As I outlined in a post last week, there have been a lot of articles lately which outline how a better appreciation of what science is and who scientists are is needed. This has inevitably led to posts and articles calling for more scientists to get involved with public engagement activities. But there are a number of problems that I can see with generally asking for more public engagement:
1. ‘Public engagement with science’ is an ambiguous phrase and can mean many things. This is outlined eloquently by Alice Bell in a blog post entitled, ‘What’s this public engagement with science thing then?’ I recommend reading it in full but here is a snippet of the post:
‘The public’, ‘engagement’, ‘science’ or ‘scientists’ are just simplifications we’ve made up to make the big wide complicated world easier to understand. These terms are still real and meaningful, but at the very least, they’re open to a bit of playful reinterpretation.
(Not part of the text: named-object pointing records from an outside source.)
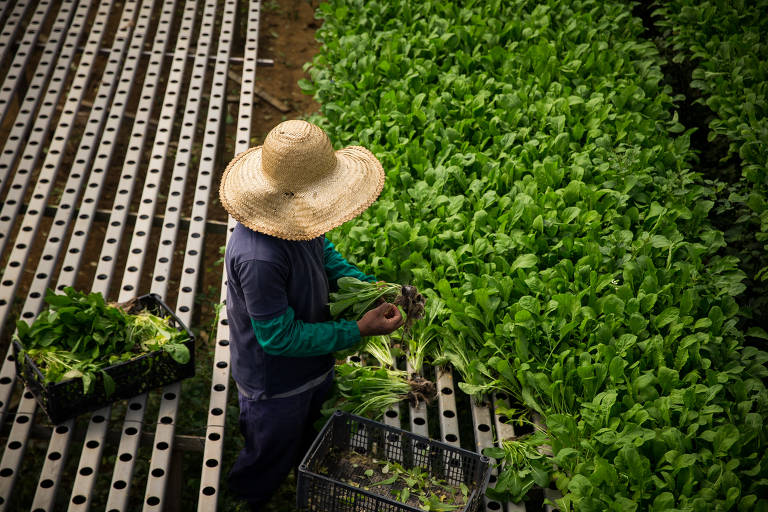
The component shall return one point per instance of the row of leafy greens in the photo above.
(539, 181)
(724, 43)
(80, 335)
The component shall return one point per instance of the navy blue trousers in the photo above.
(278, 432)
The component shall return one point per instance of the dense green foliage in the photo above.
(539, 181)
(726, 42)
(80, 334)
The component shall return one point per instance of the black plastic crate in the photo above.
(65, 399)
(320, 487)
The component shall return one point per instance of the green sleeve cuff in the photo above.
(287, 336)
(336, 266)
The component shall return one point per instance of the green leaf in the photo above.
(524, 261)
(666, 317)
(494, 452)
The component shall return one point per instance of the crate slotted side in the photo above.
(347, 432)
(65, 399)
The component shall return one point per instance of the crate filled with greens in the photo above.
(363, 465)
(82, 353)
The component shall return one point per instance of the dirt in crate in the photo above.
(414, 487)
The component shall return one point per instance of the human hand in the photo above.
(382, 319)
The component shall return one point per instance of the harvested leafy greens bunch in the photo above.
(369, 391)
(354, 298)
(80, 334)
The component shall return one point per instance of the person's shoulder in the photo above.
(246, 244)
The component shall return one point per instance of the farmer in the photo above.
(285, 196)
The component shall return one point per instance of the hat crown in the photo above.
(296, 154)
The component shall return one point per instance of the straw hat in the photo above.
(296, 187)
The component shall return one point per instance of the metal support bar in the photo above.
(209, 479)
(482, 423)
(129, 442)
(193, 54)
(505, 430)
(446, 403)
(11, 28)
(105, 270)
(20, 253)
(16, 70)
(22, 126)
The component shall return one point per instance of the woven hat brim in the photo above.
(301, 214)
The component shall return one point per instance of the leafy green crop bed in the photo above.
(725, 44)
(539, 181)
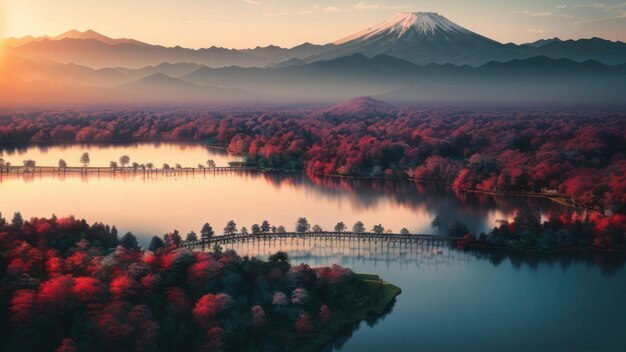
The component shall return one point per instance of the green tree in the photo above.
(30, 164)
(129, 241)
(124, 160)
(191, 237)
(528, 219)
(18, 220)
(156, 243)
(436, 223)
(457, 229)
(358, 227)
(206, 233)
(302, 225)
(265, 226)
(230, 228)
(340, 227)
(378, 229)
(176, 239)
(84, 159)
(279, 256)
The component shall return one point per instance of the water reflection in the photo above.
(188, 154)
(149, 204)
(524, 302)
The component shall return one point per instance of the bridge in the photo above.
(391, 239)
(128, 170)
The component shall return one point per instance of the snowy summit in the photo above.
(408, 24)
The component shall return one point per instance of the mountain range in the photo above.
(412, 57)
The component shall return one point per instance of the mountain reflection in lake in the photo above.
(155, 204)
(450, 298)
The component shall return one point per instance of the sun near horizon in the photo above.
(247, 24)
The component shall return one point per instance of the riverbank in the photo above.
(173, 171)
(373, 286)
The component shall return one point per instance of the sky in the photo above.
(250, 23)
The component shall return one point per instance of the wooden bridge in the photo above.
(389, 238)
(123, 170)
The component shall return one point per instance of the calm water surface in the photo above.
(451, 300)
(461, 301)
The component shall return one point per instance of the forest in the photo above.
(69, 286)
(560, 231)
(579, 155)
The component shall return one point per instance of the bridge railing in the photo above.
(317, 235)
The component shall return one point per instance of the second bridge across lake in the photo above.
(389, 239)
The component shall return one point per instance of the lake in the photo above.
(452, 300)
(149, 204)
(456, 300)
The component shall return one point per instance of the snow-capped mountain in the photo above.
(422, 38)
(411, 27)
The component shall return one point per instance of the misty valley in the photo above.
(264, 176)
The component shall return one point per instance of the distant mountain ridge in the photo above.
(410, 58)
(417, 37)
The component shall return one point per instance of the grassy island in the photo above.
(67, 286)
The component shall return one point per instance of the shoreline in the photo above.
(387, 294)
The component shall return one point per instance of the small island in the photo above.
(70, 286)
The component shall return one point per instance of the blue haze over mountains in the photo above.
(410, 58)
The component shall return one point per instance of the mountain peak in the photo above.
(413, 24)
(358, 107)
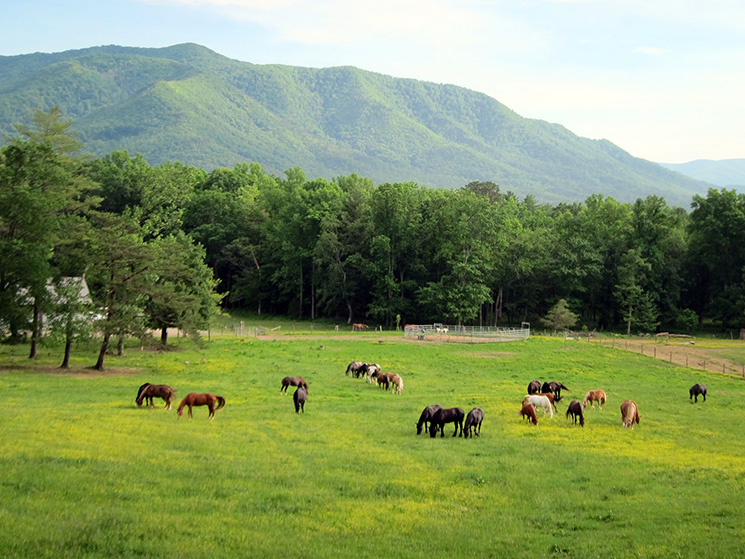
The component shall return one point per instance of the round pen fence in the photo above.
(447, 333)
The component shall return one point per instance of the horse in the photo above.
(473, 421)
(382, 380)
(299, 397)
(443, 416)
(293, 381)
(696, 390)
(426, 417)
(554, 387)
(595, 396)
(576, 410)
(209, 400)
(398, 384)
(540, 402)
(149, 391)
(354, 367)
(528, 410)
(551, 398)
(370, 368)
(629, 413)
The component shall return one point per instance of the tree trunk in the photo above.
(102, 353)
(66, 359)
(33, 354)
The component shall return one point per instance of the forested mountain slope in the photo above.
(187, 103)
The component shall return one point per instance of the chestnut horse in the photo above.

2. Despite continued calls for more people to be involved with public engagement, many scientists don’t appreciate the variety of different ways which they can interact with ‘the public’ (for want of a better term) and stick to a limited repertoire of activities that only engage a limited audience. It may be possible that because of the ambiguities of the term scientists don’t realise what activities fall until the title of ‘public engagement’.
3. The biggest problem with encouraging all scientists to engage the public is that not every scientist wants to do, or is capable of carrying out, public engagement activities. This was highlighted to me by a meeting I had with a scientist earlier this week. He explained how he would love for his research to be ‘out there’ and for more people to understand what he did. However he continued to say that, despite having a lot of respect for scientists who were also great communicators, he personally wasn’t the right person to tell people about his work; not only did he not have the time but he felt he didn’t have the right personality to effectively communicate his research.
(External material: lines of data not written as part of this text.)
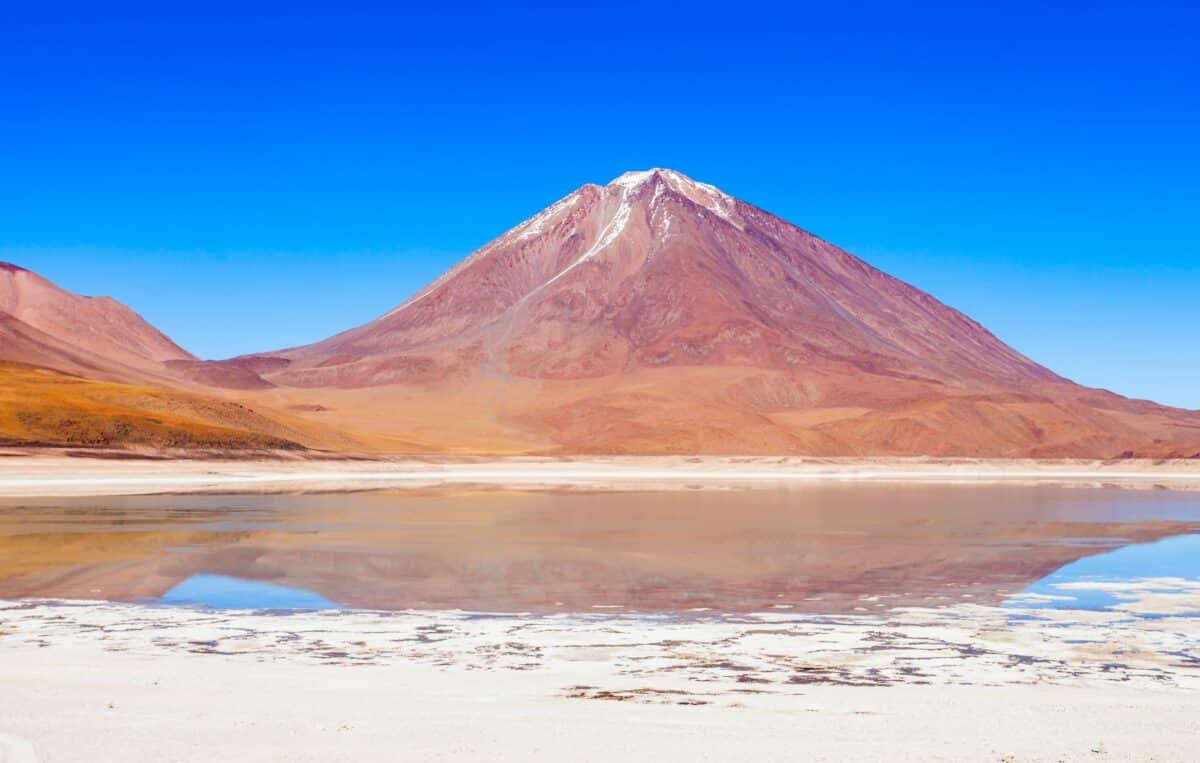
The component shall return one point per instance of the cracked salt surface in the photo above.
(712, 655)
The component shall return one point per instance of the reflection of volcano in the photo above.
(835, 548)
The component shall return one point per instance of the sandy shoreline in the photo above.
(89, 680)
(58, 475)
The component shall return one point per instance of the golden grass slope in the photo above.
(42, 407)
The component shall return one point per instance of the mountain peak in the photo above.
(707, 196)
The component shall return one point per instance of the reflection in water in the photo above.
(1107, 580)
(807, 548)
(222, 592)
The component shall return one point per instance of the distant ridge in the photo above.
(660, 314)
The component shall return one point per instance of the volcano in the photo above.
(659, 314)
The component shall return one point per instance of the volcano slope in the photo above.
(657, 314)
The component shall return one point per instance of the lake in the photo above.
(821, 548)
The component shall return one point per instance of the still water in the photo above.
(837, 548)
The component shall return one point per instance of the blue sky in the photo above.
(256, 179)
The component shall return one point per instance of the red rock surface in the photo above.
(659, 314)
(97, 336)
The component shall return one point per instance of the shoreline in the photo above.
(46, 475)
(105, 680)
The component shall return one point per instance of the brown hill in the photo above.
(43, 407)
(659, 314)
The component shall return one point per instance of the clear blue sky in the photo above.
(257, 179)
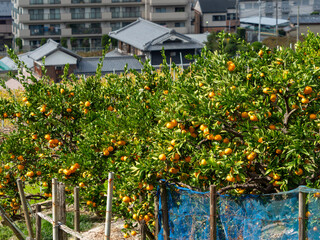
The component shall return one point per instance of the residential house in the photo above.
(5, 24)
(83, 22)
(146, 38)
(54, 58)
(282, 9)
(215, 15)
(306, 23)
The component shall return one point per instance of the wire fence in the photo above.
(249, 217)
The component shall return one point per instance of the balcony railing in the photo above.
(86, 30)
(39, 2)
(51, 16)
(85, 1)
(117, 1)
(96, 15)
(42, 32)
(126, 14)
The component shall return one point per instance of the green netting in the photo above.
(249, 217)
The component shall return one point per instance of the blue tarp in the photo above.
(249, 217)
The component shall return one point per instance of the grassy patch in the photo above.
(86, 223)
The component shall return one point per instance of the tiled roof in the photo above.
(201, 37)
(5, 8)
(306, 19)
(264, 21)
(216, 6)
(7, 64)
(110, 64)
(48, 48)
(146, 36)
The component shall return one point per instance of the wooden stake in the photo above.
(156, 216)
(213, 212)
(143, 230)
(38, 222)
(76, 210)
(165, 214)
(8, 223)
(62, 209)
(107, 231)
(302, 215)
(55, 225)
(25, 208)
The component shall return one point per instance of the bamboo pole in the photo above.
(109, 207)
(11, 225)
(143, 231)
(156, 215)
(76, 210)
(25, 208)
(165, 214)
(302, 214)
(55, 226)
(62, 209)
(213, 212)
(38, 222)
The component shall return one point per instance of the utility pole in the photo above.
(276, 18)
(259, 29)
(237, 15)
(298, 23)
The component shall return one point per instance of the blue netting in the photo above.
(248, 217)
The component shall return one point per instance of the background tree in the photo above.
(19, 43)
(64, 42)
(247, 123)
(212, 41)
(86, 43)
(43, 41)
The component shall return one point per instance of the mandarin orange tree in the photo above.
(248, 124)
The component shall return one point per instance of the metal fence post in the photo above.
(55, 226)
(76, 210)
(302, 215)
(38, 222)
(213, 212)
(107, 231)
(25, 208)
(165, 214)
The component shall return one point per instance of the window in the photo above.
(33, 2)
(95, 13)
(115, 26)
(218, 18)
(305, 2)
(179, 24)
(36, 30)
(179, 9)
(54, 14)
(125, 24)
(115, 12)
(77, 13)
(161, 10)
(130, 12)
(54, 29)
(231, 16)
(36, 14)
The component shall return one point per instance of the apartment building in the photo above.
(83, 22)
(215, 15)
(5, 24)
(283, 8)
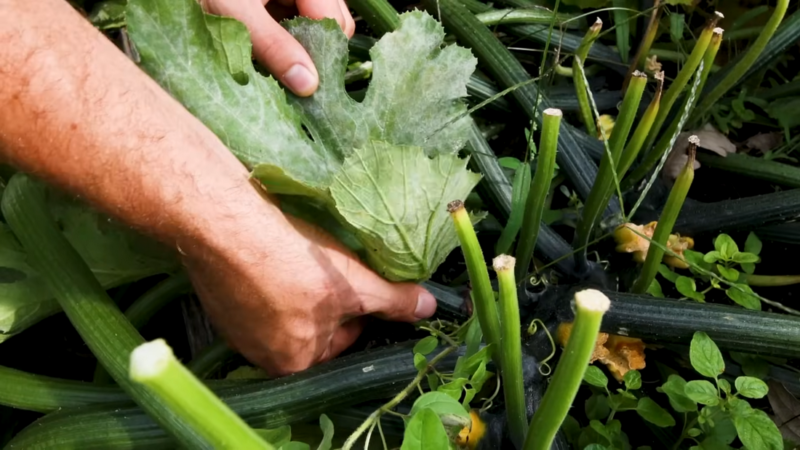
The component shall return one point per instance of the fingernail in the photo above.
(300, 80)
(426, 306)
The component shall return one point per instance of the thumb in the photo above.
(401, 302)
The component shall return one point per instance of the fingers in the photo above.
(273, 46)
(401, 302)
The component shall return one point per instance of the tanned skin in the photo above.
(78, 114)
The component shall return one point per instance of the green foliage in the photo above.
(386, 167)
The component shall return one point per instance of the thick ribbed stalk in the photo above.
(146, 306)
(511, 340)
(590, 306)
(664, 143)
(759, 168)
(644, 47)
(744, 64)
(604, 183)
(154, 365)
(534, 206)
(482, 292)
(677, 85)
(38, 393)
(210, 358)
(94, 315)
(655, 253)
(587, 115)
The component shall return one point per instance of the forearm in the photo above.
(78, 113)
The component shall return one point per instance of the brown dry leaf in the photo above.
(787, 410)
(620, 354)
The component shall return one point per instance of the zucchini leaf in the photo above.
(394, 197)
(385, 167)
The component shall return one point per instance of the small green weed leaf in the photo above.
(426, 345)
(744, 296)
(745, 258)
(632, 379)
(757, 431)
(751, 387)
(295, 445)
(713, 256)
(425, 431)
(276, 436)
(509, 162)
(705, 356)
(752, 365)
(453, 388)
(440, 403)
(653, 413)
(396, 200)
(728, 274)
(595, 377)
(726, 246)
(724, 385)
(596, 407)
(675, 388)
(327, 433)
(753, 244)
(655, 289)
(702, 391)
(420, 362)
(667, 273)
(687, 287)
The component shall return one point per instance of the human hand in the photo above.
(273, 46)
(287, 295)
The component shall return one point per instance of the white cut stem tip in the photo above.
(150, 359)
(592, 300)
(553, 112)
(503, 262)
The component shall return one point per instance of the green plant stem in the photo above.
(580, 81)
(769, 280)
(482, 292)
(539, 187)
(607, 178)
(535, 16)
(590, 306)
(744, 64)
(666, 222)
(210, 358)
(654, 155)
(154, 365)
(410, 387)
(644, 47)
(146, 306)
(379, 14)
(758, 168)
(511, 341)
(93, 314)
(43, 394)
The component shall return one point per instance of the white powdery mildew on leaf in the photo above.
(180, 48)
(414, 97)
(395, 197)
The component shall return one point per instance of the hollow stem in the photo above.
(664, 143)
(511, 341)
(666, 221)
(154, 365)
(607, 178)
(744, 64)
(680, 82)
(580, 82)
(482, 292)
(539, 187)
(590, 306)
Although more quality public engagement is needed, the greatest challenge is finding the balance between encouraging more scientists to step up and try a variety of different activities, allowing those who already do it the space and time to carry out effective public engagement, and finding ways for those who don’t want to take on the personal responsibility to communicate their research through professional science communicators. This is extremely complicated and simply calling for ‘greater public engagement with science’ does not communicate this or help address any of the problems laid out above.